リンクをコピーしました

  • Facebook
  • Twitter
  • LINE
  • このエントリーをはてなブックマークに追加
  • もっと見る

仏花で知られるアスターの花|特徴や育て方・切り花を長持ちさせるコツを紹介

スタッフ

カインズ How to 園芸編

カインズ How to 園芸編

カインズ・スタッフ自らが実践した情報満載。動画で見る「カインズ How to」の園芸関連のコンテンツを文字起こししています。

仏花として知られるアスターの花は、自宅でも栽培できます。小ぶりな花が咲く、可憐なアスターの栽培を楽しみましょう。ここでは、アスターの花を育てたい人に向け、アスターの特徴や育て方、切り花を長持ちさせるコツなどを解説します。

名前が似ている宿根アスターとの違いや、区別する方法も紹介するため参考にしてください。

アスターの基本情報

ピンク色のアスターの花

キク科、エゾギク属のアスター(学名:Calistephus chinensis 英名:China aster)は、お盆に仏花として重宝されます。

アスターは江戸時代から各地で栽培され、地域に由来する蝦夷菊(エゾギク)、薩摩菊(サツマギク)、チャイナアスターなどの別名が生まれました。

原産地

中国北部原産のアスターは、耐寒性と耐暑性がよく、園芸初心者でも育てやすい植物です。アスターは苗の状態で冬を越すため、成長中の株を寒さから守る必要があります。

屋外に苗を置く場合は霜対策が必要です。

品種改良の経緯

アスターは、江戸時代の中盤に日本にもたらされました。さまざまな品種改良がなされた結果、花の色や形、大きさ、株のサイズなどのバリエーションが拡大しました。

華やかなアスターはヨーロッパに輸出され、19世紀のフランスでは大ブームを起こしています。アスターの品種については、のちほど詳しく紹介します。

アスターの花の特徴

青色のアスターの花

アスターの花の特徴について、花の色やサイズ、開花時期などについて紹介します。

花の外観

アスターはポンポン咲きや、八重咲きなどのふんわり丸いタイプもあれば、マーガレットに似たフラットな一重咲きタイプもあります。

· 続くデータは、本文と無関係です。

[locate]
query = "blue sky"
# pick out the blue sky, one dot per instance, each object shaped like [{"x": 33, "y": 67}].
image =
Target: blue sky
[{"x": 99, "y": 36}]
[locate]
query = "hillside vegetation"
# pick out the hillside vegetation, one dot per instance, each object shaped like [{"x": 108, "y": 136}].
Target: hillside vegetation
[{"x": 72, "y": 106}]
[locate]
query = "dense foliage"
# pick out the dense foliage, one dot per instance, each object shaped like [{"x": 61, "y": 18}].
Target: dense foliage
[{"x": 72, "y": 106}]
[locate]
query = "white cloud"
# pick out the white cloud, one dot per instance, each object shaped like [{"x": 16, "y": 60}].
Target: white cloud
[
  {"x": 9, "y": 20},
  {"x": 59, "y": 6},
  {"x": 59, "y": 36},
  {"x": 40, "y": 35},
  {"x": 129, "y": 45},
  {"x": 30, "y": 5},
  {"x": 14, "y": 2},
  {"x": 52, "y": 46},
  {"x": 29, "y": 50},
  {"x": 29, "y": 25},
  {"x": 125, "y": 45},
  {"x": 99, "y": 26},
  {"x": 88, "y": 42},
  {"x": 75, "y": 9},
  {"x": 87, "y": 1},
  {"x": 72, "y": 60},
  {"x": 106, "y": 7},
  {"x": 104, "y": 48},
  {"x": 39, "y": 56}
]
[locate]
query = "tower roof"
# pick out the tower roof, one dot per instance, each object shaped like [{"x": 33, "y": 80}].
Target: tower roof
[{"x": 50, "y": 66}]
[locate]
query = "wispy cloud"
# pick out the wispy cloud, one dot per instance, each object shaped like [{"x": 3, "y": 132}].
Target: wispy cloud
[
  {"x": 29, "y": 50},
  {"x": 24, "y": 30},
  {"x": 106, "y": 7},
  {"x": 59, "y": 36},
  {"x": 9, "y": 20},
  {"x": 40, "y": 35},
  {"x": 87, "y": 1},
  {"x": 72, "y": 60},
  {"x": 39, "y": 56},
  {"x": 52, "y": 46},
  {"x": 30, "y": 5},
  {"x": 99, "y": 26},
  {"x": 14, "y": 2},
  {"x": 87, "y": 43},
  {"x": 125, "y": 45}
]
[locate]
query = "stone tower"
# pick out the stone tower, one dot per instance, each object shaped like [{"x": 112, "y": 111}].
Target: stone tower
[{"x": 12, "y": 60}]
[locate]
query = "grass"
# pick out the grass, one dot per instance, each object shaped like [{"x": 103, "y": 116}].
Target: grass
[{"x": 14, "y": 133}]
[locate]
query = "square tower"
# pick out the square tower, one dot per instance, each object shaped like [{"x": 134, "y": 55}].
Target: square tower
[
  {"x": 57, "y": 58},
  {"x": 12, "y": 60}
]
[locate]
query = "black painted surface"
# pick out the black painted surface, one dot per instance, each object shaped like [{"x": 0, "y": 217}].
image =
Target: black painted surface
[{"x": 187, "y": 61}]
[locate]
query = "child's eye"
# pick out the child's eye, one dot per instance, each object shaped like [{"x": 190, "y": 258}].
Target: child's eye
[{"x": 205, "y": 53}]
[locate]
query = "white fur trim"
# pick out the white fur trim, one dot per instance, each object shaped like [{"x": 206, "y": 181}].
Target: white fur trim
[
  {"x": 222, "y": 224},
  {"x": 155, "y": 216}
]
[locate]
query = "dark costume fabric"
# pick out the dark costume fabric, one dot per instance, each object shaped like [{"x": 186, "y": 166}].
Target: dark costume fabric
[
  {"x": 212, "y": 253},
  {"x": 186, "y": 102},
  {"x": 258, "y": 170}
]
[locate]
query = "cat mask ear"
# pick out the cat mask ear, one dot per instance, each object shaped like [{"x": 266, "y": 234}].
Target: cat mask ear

花のサイズもさまざまです。直径3cmほどのものがよく見られますが、大きなものは15cm程度にもなります。花びらの色はピンクや赤、紫、白、黄色のほか、グラデーションがかった品種も見られます。

開花のピーク

アスターは6月頃から咲き始め、お盆の仏花としての需要が高まる7~8月頃に、ピークとなります。乾燥気味に育てると、開花が早まる場合があります。

一年草

アスターは1年しか花を咲かせない「一年草」です。一年草は、種をまいた年に成長し、花をつけ、やがて枯れてしまいます。枯れた株は、水や肥料を足しても回復しません。そのため、毎年種をまき直す必要があります。

アスターの栽培に適した環境

アスターの花と園芸用具

アスターは日光を好む植物です。日光が弱ければ、茎が徒長し貧弱な印象になり、花つきが悪くなります。たっぷり日差しの当たる場所で育てましょう。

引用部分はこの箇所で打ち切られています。